Quizzed on likely price hikes this year, Lechner said they would be mid-single digit and being “substantially lower” than 2023. Lindt is expecting them to have less impact on volume.

Asked whether putting prices up again risked damaging consumer sentiment, Lechner said: “We are always cautious when it comes to price increases but our brands are very resilient. They are strong and have a loyal customer base. We don’t think we are overdoing it with price increases.”

Lechner said no decisions have been made yet as to the level of price increases in 2025.

As expected, Europe was the region with the highest sales for Lindt at Sfr2.41bn, up from Sfr2.30bn 12 months previously, while its North American segment increased sales to Sfr2.11bn from Sfr2.03bn in the previous year.

In the rest of the world segment, sales increased to Sfr0.68bn from Sfr0.65bn in the year prior, with Lindt highlighting its performance in China.

“Following the easing of Covid measures the Chinese economy recovered slowly, nevertheless, our business achieved a high single-digit growth, outperforming the stagnating Chinese chocolate market,” it said.

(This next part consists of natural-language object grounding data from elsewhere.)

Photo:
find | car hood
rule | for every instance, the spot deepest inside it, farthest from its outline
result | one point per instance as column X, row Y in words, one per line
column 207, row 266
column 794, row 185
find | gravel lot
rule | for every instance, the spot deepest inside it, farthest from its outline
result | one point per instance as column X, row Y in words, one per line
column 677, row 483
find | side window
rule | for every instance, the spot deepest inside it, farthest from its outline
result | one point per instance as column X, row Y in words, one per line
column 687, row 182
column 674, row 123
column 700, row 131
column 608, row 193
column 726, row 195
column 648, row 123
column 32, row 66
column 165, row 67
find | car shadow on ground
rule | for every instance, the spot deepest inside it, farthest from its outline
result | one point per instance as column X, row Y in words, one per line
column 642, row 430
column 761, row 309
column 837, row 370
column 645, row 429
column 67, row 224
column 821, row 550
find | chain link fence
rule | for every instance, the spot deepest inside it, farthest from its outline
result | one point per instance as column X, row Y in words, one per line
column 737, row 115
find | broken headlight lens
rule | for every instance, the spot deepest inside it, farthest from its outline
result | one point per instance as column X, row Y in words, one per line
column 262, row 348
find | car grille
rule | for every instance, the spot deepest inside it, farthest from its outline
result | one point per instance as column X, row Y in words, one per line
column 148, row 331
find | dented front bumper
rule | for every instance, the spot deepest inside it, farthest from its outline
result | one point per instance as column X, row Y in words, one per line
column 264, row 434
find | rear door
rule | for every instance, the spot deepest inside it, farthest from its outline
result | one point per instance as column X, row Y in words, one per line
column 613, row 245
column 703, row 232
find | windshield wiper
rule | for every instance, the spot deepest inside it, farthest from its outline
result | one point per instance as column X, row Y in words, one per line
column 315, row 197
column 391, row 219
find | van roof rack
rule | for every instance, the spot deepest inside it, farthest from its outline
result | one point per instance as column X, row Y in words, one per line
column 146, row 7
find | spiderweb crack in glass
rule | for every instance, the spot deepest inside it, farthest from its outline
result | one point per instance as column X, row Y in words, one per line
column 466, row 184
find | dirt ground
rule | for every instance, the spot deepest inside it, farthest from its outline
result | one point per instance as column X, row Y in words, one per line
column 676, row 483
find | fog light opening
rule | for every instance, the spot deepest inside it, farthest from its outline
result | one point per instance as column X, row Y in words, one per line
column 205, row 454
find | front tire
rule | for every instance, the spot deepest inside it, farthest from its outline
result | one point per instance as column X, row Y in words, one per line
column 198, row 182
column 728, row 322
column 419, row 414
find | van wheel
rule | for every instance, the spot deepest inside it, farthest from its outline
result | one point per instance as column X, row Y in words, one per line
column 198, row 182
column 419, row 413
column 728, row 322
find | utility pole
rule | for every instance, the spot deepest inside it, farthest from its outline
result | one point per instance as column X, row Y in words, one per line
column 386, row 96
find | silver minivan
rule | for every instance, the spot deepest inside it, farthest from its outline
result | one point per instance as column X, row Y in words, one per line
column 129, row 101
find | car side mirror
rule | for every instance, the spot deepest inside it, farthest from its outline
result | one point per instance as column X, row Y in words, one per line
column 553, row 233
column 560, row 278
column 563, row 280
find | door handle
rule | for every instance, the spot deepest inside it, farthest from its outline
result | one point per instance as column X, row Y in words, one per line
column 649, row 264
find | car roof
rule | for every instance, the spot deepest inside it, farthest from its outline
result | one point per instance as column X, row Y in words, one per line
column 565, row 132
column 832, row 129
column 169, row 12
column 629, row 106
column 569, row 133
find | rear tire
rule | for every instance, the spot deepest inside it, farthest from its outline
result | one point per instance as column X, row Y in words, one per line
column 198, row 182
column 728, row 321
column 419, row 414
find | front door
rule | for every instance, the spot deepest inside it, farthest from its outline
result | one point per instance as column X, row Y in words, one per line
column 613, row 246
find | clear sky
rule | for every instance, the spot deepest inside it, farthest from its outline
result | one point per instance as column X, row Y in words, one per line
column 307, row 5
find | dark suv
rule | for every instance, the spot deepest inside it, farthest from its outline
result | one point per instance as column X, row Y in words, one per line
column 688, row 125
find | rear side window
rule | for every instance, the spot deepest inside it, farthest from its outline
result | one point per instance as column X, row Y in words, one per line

The company’s margins increased +60bps year-on-year to 15.6%, slightly ahead of earlier guidance.

Analysts at Bernstein commented: “The resilience in Lindt’s margin demonstrates their remarkable pricing power in the face of recent dramatic cocoa price inflation. This is exactly what investors want to see from a high-quality staples business.”

Lindt & Sprüngli confirmed its target for organic growth of 6% to 8% for this year.

A number of food giants have indicated high cocoa prices are likely to affect their pricing strategies for the year, such as Orkla, Unilever, and Mondelez.